In the US, you get what you earn. It is the American way. The successful and hard working get the best healthcare in the world and the unlucky, the unsuccessful or lazy get pretty basic care or nothing.

In the UK, it is full on socialised medicine and it is a mean average - everyone gets the same - rich or poor. We do have waiting lists, we do ration. In a crunch, the system does put the needs of children and working age people above the old.

New expensive treatments may not be initially available like in the US. The NHS might sit on its hands and wait for the producer to reduce the price or for a cheaper treatment to come available. Doctors won’t do meaningless tests for the sake of making money. People that are not sick or have minor things that can be self-treated, are told not to bother wasting a doctor’s time.

The minority of rich people who don’t like it, generally move to America and buy healthcare there. However, generally it works. The user has almost no paperwork to fill out.

While we do have waiting lists, you get on with your normal life, when you get to the appointed time, it is generally quite businesslike and there is not a lot of waiting inside the hospital, except when it all goes wrong because of staff shortages or planning foul ups, etc.

Gun control and healthcare and many other issues are domestic policies. We do not need the UK and the US to be the same.

Some people in the UK criticise the wall and Trump’s policies on border control. The UK is surrounded by rough, cold and unforgiving seas on all sides, it is a little bit hypocritical for the UK to criticise. In any case, it is for their own voters to decide.

13. Allies not clones


The important issue is how can the UK and US work together better to our mutual benefit? I agree with our Prime Minister Theresa May. It doesn’t matter if we in the UK love or hate many of Trump’s policies, we can still work together. We should try to work with everyone. Engagement is the British approach.

The UK has a powerful Navy, it is even more powerful when it works with the US military. We all need to take out ISIS and other terrorist groups.

We have complimentary economies, we can trade together. Trump has criticised Mexico and China for taking American jobs. The UK is not Mexico or China. Currencies are always changing but in January, the figures were:

US minimum wage: $7.25 per hour

UK minimum wage: $9.31 per hour

So the minimum wage is higher in the UK than the US, we can trade together for great mutual benefit with no risk of a race to the bottom.

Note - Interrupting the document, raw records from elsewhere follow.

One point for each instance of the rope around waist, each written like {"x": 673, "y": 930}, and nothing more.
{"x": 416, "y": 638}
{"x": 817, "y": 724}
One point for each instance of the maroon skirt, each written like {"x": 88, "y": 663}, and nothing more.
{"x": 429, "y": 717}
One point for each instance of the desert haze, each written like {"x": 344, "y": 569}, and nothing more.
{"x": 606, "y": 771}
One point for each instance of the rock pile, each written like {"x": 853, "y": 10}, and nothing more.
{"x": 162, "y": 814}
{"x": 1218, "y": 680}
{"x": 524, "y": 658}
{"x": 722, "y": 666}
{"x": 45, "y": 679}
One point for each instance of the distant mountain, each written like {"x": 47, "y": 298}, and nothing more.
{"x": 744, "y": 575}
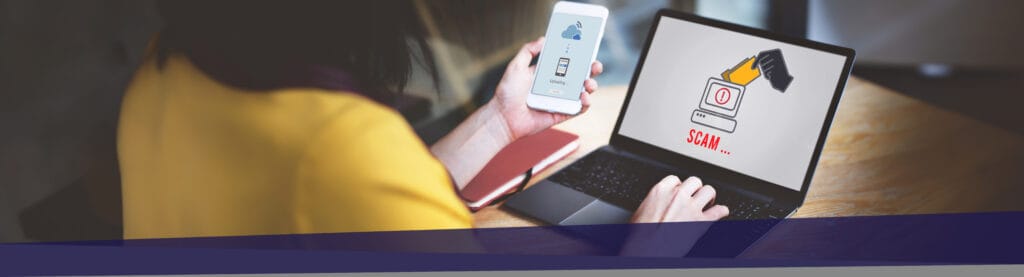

14. The Hysteria is somewhat external


I am still asking for someone to tell me why President Trump is uniquely more hysteria-inducing than his predecessors. Most criticisms, valid or not, apply to a previous President or other.

It seems to me, the biggest difference between now and when President Bush came into office in 2002, and especially between now and when Reagan came into office in 1980, is the technological difference.

It was through better use of technology that allowed Donald Trump to leapfrog the big corporate media companies and beat 16 other candidates and the Democrats.

However, the same is true on the other side, that there is an echo chamber provided by social media and the World Wide Web which seems to magnify the hysteria.

Meanwhile email and the web give the ability to organise an event or protest far more cheaply and efficiently than in the past.

15. Technology is always more important


2016 was a big year in politics but it is important to remember that politics is merely a response to cultural change which is driven by technological change. Politics is dealing with the symptoms. Technology is the underlying cause.

The invention of the printing press allowed an information revolution which led to the Renaissance, the Enlightenment and the Industrial Revolution. The consequences continued for hundreds of years.

When Sir Tim Berners-Lee created the World Wide Web, it was the final piece that allowed a new information revolution to begin. President Donald Trump and those opposing him are political results of this revolution but they will not be the last. This thing will run for hundreds of years.

As Sir Winston Churchill said, “Now this is not the end. It is not even the beginning of the end. But it is, perhaps, the end of the beginning.”